Okay, well, I want to gain weight. Im 68kg, and 5'10". I eat three square meals a day, with snacks inbetween. I have a stomach ulcer though, so I cannot force feed myself, I know I need to eat more, but I am managing to take 2 creatine caps per day, and 2 weight gainer shakes.

The rate at which I lose weight is worrying. I have just been on holiday, and have lost a shed load of weight, purely because I havent worked out for a week. Ive lost any weight I had. But when I get back to the gym, I will gain it again after a few sessions.
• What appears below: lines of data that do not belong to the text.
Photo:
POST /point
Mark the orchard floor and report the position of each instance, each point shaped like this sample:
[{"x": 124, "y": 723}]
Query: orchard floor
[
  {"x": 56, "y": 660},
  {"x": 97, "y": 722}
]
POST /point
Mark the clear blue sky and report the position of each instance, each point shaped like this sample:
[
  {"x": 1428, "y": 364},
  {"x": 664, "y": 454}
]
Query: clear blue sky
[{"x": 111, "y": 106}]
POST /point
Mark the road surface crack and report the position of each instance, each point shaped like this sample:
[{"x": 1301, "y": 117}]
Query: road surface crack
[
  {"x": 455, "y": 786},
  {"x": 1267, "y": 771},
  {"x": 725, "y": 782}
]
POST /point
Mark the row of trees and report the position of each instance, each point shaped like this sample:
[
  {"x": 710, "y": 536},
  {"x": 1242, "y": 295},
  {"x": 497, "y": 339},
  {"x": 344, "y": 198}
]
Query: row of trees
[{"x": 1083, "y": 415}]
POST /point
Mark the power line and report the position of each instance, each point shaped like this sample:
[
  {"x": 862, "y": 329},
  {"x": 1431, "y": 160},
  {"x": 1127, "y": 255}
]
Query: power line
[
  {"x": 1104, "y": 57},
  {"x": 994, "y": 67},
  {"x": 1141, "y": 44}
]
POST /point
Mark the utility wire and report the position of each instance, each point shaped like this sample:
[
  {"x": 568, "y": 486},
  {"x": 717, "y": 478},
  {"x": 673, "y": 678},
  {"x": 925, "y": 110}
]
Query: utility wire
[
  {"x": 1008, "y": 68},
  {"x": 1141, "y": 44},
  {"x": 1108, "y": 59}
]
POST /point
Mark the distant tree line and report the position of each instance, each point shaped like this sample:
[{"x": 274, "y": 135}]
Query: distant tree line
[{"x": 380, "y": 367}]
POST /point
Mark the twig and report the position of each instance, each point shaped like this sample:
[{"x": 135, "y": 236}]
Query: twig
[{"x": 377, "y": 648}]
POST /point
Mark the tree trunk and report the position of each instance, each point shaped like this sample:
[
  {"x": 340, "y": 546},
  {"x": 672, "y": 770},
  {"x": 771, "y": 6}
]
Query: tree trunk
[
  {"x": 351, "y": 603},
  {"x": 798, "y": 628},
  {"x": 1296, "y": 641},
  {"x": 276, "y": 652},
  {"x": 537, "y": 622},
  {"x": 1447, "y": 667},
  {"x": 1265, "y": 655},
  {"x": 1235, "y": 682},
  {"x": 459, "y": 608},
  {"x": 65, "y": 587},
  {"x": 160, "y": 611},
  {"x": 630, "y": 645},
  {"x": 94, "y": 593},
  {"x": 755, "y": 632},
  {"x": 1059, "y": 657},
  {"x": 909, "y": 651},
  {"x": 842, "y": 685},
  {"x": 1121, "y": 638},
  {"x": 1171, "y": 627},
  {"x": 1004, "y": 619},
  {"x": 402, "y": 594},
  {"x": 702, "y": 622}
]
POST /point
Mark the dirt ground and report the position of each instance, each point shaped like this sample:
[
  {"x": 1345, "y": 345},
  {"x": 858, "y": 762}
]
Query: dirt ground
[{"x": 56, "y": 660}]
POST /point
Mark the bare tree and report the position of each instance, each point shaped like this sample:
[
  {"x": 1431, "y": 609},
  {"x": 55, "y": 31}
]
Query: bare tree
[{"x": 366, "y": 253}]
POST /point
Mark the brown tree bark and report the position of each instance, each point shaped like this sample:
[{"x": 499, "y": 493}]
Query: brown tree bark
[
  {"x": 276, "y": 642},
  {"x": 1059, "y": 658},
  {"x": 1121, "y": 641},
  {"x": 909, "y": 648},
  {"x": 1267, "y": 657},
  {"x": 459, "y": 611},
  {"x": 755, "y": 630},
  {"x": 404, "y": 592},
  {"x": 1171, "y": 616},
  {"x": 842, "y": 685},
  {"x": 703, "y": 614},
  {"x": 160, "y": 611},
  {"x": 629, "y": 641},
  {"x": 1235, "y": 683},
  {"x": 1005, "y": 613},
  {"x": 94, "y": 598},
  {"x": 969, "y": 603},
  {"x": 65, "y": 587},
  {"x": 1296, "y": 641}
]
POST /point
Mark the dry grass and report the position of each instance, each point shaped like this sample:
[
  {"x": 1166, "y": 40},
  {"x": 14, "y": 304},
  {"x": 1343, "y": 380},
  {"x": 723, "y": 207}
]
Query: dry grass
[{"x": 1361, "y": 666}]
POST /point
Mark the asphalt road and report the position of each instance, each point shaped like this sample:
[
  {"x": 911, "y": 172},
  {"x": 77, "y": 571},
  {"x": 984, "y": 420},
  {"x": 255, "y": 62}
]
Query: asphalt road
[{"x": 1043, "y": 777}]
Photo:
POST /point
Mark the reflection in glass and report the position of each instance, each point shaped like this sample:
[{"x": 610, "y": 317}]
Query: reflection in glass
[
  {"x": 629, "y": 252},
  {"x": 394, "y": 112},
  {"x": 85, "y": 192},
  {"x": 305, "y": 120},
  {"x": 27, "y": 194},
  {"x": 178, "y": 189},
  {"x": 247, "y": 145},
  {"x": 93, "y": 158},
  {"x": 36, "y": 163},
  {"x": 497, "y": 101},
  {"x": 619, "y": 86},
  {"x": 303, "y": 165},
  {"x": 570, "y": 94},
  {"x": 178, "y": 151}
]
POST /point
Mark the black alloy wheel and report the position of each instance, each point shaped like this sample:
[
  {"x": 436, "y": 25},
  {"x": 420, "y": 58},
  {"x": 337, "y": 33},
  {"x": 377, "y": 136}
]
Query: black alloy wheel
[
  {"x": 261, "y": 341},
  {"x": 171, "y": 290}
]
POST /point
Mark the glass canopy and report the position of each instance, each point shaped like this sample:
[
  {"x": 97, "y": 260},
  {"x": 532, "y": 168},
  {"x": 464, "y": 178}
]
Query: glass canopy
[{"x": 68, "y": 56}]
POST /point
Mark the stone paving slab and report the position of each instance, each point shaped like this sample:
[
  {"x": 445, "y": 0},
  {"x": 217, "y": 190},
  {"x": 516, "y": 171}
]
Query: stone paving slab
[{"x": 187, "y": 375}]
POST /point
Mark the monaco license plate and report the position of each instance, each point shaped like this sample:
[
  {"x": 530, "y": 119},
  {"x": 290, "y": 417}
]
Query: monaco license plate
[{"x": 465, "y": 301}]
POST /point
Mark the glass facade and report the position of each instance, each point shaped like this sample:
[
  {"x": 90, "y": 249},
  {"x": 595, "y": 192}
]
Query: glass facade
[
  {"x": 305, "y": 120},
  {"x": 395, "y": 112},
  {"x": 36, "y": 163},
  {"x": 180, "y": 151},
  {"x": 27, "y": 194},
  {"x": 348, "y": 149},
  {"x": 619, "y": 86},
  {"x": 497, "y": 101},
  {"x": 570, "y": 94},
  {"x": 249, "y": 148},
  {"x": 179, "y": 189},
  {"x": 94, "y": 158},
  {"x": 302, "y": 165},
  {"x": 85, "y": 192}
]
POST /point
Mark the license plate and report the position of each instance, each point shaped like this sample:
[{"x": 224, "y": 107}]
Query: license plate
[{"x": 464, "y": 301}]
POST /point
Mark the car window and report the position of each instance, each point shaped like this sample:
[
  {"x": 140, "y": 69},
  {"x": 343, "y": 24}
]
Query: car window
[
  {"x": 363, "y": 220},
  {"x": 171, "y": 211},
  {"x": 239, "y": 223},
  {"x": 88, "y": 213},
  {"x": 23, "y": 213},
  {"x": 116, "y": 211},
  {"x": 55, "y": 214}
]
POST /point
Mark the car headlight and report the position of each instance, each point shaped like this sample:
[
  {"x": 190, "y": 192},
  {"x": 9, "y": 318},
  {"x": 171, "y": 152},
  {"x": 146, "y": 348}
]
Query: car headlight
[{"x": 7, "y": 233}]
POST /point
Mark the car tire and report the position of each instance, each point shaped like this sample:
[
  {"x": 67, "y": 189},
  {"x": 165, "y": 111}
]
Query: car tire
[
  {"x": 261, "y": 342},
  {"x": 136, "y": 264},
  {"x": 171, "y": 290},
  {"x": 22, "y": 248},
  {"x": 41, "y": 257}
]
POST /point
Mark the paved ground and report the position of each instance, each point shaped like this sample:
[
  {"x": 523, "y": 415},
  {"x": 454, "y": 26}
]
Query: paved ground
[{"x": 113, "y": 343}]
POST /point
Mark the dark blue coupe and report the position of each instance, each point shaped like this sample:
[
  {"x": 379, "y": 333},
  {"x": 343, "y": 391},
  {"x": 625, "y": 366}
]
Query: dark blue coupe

I went away with some friends, one of which is skinnier than me, and he noticed how much weight I had lost.

What can I do?


----------



## bigfella2901 (Mar 6, 2011)

You need to be eating 7-8 meals a day, foods like - eggs, oats, rice, pasta, potato, chicken, tuna, beef ect also adding evoo (extra virgin olive oil) into you shakes is a good way to bump up cals.


----------



## C.Hill (Nov 21, 2010)

bigfella2901 said:


> You need to be eating 7-8 meals a day, foods like - eggs, oats, rice, pasta, potato, chicken, tuna, beef ect also adding evoo (extra virgin olive oil) into you shakes is a good way to bump up cals.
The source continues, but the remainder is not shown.